Today’s Gospel lesson is Jesus’ journey up the mountain where the human and divine meet in Jesus himself — the Transfiguration. The gospel is full of details that connect Jesus to the Old Testament prophets: he has come to fulfill, and he is God. His garments, the Greek text says, became as “white as light.” The disciples heard a voice claiming to be God, although you notice that the text does not say it is God speaking. All the remarkable events, the appearance of Moses and Elijah, and of God, are described from the disciples’ point of view. So we readers see and hear it with them, there on the mountain.

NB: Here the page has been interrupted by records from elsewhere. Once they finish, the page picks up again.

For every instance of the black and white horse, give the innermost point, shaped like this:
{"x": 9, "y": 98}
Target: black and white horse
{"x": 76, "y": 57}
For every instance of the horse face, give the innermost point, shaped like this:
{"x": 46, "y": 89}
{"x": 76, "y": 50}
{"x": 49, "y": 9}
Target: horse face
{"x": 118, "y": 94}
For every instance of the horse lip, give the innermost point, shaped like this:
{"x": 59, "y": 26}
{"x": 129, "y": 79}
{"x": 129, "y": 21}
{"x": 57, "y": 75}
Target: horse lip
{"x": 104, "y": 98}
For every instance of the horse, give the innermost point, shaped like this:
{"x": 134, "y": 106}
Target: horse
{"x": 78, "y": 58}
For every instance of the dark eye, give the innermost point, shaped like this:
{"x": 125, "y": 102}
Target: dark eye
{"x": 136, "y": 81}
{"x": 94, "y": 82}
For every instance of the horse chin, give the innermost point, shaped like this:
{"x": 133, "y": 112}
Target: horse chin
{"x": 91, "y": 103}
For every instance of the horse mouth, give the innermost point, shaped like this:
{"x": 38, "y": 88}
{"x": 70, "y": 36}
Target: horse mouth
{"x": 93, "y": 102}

Moses with his shining face and Jesus transfigured and then returned to his human visage both come down from the mountain to face their greatest challenges. Moses brings the news and conditions of God’s law and steadfast love to his endlessly ungrateful and complaining Israelites. Jesus returns to his work of preaching and healing, knowing full well that every step he takes brings him closer to betrayal and death, including the desertion of all his disciples.
I suggest that if we step out of ourselves the way we do when we are on top of a mountain, and look at what Jesus actually proposes for us to do, that we will, spiritually speaking, be bathed in the brightest light of the world. We don’t banish death on the mountain. In fact, the reality of it and the prospect of it is probably more vivid when we see the beauty of the world that we temporarily inhabit with such clarity.
Death lives there. It lives here below. It is faith that makes us know that love is as strong as death. We know it through the journey of Christ to the cross and beyond, and we have come this far by faith — so far, perhaps, that we get closer to death in order to accept the mystery of our victory over it. Then we see another meaning of some of the oldest words in the church’s liturgy: Glory be to God on high. Glory to God in the highest.